There seems to be sources like this, this also, and some introductions that discuss elliptic curves in general and how they're used. But what I'd like to know is why these particular curves are so important in cryptography as opposed to, let's say, any other polynomial degree $\gt$ 2 which you can then mod over some group. It seems like once a modulus is applied then other function types should be acceptable as well.
It seems even less intuitive when just looking at the bubble vs curve as here:
Since there are other curves (let's say anything from a sin wave to the $x^3 + x$ or even just some unusually shaped contour) that could do the job. It seems like they would provide much more surface area to get a larger space in $\mathbb{Z}_p$ or really just more possible combinations of connecting lines from some arbitrary $P$ and $Q$ to get $R$ as opposed to something as restrictive (on the graph) as beginning from some bubble (which would seem to unnecessarily reduce the possible combinations) and then use a modulus to implement the discrete logarithm problem.

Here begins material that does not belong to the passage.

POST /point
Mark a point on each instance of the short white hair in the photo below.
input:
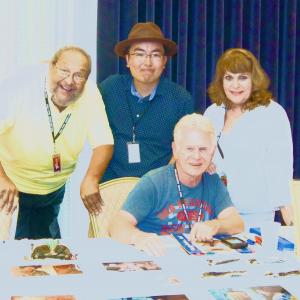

Sorry if this seems a little naive of a question, I'm trying to write an implementation right now and just to understand it fully even if that means asking something that is taken for granted. Perhaps just walking through a simple example (most of the ones I've searched are anything but), just a few sentences, would be rather helpful, from "A wants to talk to B" all the way up to "now E can't listen in between A and B".
EDIT:
So it seems like this is the version of elliptic curves over a finite field:
Yes that looks pretty random. But I'm still not really seeing why they are the only equations that have cryptographic significance. It's difficult to imagine that if you simply took some other higher degree equation and applied modulus (to place within a group), then it seems like it would make sense that you'd get something that's also comparatively random.